Hongyi Liu

PhD Student in Biostatistics | University of Michigan
liutom@umich.edu | LinkedIn | GitHub


Professional Summary

I am a PhD student in Biostatistics at the University of Michigan. My current research interests lie in causal inference, randomized clinical trials (RCT), optimization, machine learning, and real-world evidence (RWE). My work so far has involved using large-scale Electronic Health Record (EHR) data to develop statistical models for healthcare applications. I am also interested in exploring the potential of Large Language Models (LLMs) alongside traditional machine learning methods for treatment effect estimation.


Education

  • University of Michigan, Ann Arbor, MI
    PhD in Biostatistics | Expected 2029
    Advisor: Bingkai Wang, Ph.D. (Quals Passed June 2025)
  • Macalester College, St. Paul, MN
    BA with Honors in Statistics | May 2024
    Minors: Computer Science, French | GPA: 3.9/4.0

Technical Skills

  • Statistical Methods: Causal Inference (HAIPW, Doubly Robust Estimation), Survival Analysis, Machine Learning, High-Dimensional Data Analysis, Clinical Trial Design, Real-World Evidence.
  • Programming: R (advanced, Rcpp), Python, SAS, SQL, C++, STAN, Julia, Git/GitHub.
  • Machine Learning & AI: Random Forests, XGBoost, Lasso Regression, LLM Fine-tuning (GPT-4, DeepSeek, Llama-3), Deep Learning.
  • Data Engineering: Large-scale EHR data processing, SQL database queries, ETL pipelines, data visualization (ggplot2, matplotlib).
  • Languages: English (fluent), Mandarin (native), French (intermediate).

Research Experience

  • Graduate Student Researcher | University of Michigan (May 2025 – Present)
    Working on high-performance convex optimization algorithms for spatial transcriptomics cell-type deconvolution. This involves implementing FISTA with efficient sparse matrix operations in C++ (Rcpp/Armadillo) to improve computational performance.
  • Graduate Student Researcher | University of Michigan (Jan 2025 – Present)
    Studying how LLMs (GPT-4, Llama-3) can be used for causal inference in clinical trials, with a focus on reducing the time required for feature engineering compared to traditional machine learning methods.
  • Graduate Student Researcher | University of Michigan (Aug 2024 – Dec 2024)
    Contributed to the analysis of COVID-19 vaccine effectiveness using a large dataset from the Michigan Medicine EHR system, exploring patterns across different variants.
  • Data Science Research Intern | Minnesota Department of Health (May 2023 – Aug 2023)
    Supported the Injury & Violence Prevention Unit by analyzing records from the Minnesota Violent Death Reporting System and developing predictive models to assist in identifying high-risk populations.
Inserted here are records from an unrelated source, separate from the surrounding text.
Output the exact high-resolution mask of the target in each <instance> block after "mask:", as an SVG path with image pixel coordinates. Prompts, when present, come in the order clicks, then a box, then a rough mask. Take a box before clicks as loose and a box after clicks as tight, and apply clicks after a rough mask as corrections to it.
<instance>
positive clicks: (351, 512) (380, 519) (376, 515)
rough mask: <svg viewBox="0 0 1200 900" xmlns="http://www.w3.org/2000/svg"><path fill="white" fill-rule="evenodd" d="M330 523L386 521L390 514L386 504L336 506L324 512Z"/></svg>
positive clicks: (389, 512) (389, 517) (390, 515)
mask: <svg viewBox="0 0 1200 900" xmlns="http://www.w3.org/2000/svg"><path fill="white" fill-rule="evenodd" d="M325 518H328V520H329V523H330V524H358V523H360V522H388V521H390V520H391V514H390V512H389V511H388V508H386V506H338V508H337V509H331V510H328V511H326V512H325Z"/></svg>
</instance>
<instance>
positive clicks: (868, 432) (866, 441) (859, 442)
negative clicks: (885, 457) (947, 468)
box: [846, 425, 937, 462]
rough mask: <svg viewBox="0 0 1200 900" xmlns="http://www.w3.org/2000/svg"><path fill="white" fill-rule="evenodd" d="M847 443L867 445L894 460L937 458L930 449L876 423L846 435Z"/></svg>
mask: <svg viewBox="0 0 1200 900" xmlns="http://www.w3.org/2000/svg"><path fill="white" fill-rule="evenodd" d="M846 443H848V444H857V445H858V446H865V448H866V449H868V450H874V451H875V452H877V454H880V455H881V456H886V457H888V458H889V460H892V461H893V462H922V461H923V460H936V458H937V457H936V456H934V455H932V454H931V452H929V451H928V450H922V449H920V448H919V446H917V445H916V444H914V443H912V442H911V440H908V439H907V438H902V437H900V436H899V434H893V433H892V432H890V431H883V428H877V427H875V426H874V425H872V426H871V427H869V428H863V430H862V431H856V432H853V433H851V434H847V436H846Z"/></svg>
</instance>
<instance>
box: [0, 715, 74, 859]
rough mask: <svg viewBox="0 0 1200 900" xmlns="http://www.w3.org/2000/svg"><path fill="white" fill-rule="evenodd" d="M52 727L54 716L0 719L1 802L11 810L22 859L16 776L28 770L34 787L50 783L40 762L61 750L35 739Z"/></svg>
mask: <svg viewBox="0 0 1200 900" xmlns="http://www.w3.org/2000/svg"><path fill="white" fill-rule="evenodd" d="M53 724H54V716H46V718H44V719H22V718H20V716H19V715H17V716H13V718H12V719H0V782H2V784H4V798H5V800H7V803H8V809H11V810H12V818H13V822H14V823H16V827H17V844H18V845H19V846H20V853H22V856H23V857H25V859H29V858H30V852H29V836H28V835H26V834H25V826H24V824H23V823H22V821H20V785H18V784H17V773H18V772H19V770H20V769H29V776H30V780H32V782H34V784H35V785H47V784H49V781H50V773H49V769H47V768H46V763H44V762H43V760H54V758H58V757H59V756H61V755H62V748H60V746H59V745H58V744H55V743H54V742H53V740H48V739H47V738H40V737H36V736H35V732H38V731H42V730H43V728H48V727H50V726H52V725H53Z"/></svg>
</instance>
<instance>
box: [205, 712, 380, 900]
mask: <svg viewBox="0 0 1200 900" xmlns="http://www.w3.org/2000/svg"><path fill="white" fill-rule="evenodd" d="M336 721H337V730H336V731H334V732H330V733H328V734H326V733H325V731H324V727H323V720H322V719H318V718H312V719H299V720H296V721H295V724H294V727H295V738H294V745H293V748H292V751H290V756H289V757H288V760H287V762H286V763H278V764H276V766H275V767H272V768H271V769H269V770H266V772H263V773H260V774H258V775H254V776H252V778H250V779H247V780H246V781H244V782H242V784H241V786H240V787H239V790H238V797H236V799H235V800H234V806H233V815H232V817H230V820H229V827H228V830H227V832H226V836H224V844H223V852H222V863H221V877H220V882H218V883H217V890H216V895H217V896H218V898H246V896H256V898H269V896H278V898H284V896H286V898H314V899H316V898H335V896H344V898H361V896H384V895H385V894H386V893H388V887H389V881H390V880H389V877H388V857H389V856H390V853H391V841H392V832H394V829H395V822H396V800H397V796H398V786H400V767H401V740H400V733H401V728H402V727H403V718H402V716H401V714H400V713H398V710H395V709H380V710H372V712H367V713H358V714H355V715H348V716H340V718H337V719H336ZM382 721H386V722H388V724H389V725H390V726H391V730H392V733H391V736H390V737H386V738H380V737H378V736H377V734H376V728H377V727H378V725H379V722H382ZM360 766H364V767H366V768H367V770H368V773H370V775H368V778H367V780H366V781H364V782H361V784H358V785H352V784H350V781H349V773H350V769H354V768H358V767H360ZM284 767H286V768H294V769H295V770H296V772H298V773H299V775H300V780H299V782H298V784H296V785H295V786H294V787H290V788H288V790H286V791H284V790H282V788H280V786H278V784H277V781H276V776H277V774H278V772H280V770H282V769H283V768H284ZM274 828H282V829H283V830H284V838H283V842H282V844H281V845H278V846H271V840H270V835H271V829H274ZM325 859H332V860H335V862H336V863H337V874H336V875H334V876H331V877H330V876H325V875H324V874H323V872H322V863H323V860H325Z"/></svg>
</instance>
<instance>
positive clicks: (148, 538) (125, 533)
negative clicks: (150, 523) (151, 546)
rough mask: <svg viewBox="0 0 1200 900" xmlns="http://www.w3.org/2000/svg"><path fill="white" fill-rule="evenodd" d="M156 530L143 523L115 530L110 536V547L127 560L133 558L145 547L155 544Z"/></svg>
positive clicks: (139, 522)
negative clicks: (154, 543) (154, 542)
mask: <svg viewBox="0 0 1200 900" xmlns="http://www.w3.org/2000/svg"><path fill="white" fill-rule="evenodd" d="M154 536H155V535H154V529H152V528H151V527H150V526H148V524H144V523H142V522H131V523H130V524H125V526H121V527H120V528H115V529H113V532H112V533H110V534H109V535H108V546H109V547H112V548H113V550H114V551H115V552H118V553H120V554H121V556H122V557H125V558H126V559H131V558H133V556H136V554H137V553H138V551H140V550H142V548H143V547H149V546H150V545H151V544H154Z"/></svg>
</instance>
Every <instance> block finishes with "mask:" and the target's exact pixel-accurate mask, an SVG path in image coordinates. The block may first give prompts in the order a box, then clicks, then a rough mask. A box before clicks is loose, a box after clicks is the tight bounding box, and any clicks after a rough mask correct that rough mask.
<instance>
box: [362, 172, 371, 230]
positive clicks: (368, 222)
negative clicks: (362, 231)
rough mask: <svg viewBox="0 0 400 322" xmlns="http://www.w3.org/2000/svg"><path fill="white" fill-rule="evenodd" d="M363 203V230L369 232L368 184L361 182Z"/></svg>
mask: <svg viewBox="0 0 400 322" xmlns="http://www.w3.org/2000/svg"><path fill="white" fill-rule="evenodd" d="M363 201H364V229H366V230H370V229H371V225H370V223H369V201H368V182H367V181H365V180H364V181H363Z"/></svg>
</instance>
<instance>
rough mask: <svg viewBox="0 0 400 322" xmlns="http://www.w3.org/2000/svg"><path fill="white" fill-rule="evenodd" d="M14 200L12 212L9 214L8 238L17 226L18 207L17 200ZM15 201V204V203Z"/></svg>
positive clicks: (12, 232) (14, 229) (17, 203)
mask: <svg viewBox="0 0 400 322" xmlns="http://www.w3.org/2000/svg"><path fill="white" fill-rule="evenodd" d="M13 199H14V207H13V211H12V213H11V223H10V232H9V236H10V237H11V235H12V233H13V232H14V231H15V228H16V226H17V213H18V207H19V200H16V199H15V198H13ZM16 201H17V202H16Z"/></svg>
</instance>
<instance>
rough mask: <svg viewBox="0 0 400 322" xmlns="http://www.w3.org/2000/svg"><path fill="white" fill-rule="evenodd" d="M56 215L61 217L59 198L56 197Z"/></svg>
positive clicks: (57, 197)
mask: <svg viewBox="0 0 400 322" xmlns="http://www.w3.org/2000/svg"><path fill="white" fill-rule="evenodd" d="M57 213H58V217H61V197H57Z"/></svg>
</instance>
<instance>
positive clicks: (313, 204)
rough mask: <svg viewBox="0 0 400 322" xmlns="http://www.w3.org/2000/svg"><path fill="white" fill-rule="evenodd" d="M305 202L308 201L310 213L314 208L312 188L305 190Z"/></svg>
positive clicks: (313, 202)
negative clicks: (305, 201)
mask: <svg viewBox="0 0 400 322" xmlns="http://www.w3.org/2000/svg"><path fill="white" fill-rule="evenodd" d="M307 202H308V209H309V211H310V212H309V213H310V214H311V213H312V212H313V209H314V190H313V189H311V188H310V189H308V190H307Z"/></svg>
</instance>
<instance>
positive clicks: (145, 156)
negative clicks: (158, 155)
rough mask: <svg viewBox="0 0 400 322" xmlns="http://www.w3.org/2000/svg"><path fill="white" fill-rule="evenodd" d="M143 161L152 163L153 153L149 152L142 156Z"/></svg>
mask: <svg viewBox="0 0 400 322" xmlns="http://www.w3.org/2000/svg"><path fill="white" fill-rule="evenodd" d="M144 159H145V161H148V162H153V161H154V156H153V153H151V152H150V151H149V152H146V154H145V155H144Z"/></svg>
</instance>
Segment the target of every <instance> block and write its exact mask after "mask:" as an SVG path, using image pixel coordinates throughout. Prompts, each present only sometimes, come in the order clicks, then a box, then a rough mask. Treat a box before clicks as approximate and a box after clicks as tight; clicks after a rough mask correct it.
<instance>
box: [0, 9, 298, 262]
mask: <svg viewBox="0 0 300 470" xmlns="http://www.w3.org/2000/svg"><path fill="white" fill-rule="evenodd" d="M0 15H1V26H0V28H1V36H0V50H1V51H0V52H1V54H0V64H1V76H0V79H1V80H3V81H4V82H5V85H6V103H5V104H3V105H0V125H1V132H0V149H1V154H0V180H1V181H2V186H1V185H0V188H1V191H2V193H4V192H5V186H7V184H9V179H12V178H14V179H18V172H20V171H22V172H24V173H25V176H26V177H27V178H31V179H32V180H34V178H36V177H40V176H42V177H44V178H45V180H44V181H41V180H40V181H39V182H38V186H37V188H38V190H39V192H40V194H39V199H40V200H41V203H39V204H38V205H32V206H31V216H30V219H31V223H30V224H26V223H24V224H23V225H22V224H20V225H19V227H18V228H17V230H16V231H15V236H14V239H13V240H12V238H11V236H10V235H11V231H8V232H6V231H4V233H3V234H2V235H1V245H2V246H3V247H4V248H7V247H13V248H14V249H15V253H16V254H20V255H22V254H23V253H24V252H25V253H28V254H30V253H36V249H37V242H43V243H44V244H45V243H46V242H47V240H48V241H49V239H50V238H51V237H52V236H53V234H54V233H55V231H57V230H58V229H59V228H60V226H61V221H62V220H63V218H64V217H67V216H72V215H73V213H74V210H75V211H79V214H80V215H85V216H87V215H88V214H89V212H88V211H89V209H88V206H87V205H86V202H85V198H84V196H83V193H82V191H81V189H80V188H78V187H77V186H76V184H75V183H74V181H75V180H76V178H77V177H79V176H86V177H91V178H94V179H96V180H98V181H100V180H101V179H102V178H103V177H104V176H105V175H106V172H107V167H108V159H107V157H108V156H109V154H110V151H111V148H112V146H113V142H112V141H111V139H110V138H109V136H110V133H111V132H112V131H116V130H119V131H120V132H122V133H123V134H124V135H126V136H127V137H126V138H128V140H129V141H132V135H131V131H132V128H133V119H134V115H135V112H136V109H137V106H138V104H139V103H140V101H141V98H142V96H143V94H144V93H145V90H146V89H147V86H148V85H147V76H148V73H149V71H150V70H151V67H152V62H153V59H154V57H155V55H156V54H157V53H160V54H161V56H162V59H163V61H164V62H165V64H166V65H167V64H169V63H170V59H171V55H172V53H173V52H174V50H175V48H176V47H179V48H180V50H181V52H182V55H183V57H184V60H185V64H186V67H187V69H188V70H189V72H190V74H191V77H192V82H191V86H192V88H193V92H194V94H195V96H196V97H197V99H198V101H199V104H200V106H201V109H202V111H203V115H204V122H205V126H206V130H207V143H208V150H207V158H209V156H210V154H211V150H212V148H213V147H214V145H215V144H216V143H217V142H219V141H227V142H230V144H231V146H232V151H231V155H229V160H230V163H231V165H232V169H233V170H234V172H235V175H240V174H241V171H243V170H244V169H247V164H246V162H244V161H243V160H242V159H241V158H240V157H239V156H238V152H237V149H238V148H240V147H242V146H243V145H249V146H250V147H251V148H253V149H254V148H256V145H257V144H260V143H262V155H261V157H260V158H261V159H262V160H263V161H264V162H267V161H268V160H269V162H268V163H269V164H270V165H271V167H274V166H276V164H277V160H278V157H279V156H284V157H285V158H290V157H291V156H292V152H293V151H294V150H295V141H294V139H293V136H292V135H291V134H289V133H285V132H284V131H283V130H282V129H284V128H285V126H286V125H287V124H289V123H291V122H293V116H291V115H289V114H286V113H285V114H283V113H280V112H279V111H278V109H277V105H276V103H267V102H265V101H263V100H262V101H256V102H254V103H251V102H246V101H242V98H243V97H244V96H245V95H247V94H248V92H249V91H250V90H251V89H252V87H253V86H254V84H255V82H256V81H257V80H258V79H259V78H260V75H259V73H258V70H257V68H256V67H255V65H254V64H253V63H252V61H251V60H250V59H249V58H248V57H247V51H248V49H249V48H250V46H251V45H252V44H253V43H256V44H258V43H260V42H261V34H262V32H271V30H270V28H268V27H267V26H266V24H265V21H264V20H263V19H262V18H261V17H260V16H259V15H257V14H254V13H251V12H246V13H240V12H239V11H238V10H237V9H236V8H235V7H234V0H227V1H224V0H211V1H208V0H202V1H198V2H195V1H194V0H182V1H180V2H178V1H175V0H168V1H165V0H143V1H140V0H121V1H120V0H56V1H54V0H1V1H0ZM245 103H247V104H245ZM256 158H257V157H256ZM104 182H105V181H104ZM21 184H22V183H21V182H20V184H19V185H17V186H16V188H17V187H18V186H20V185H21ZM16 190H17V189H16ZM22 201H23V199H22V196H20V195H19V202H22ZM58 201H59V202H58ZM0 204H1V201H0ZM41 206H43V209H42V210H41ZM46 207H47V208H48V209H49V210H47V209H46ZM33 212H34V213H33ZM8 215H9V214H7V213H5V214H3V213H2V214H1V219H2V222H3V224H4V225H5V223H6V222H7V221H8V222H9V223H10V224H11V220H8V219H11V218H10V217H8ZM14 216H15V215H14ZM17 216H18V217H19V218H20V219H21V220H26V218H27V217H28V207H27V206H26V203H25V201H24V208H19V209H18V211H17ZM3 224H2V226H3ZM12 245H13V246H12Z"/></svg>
Publications & Presentations

  • Wang, B., Yu, M., Liu, H. et al. (2024). Test-negative designs with various reasons for testing: statistical bias and solution. Epidemiology (In Press).
  • Liu, H. (2024). A discussion on estimation of the best constant for spherical restriction inequalities. Macalester College Digital Commons.
  • Oral Presentation: “Test-negative designs with various reasons for testing.” Michigan Student Symposium (MSSISS), March 2025.

Honors & Awards

  • Finalist Award (Top 2%), Mathematical Contest in Modeling (2023).
  • Society of Actuaries (SOA): Passed Exams P, FM, IFM, SRM.
  • Full-Tuition Scholarships: Kofi Annan Scholarship & Charles J. Turck Presidential Honor Scholarship (2020-2024).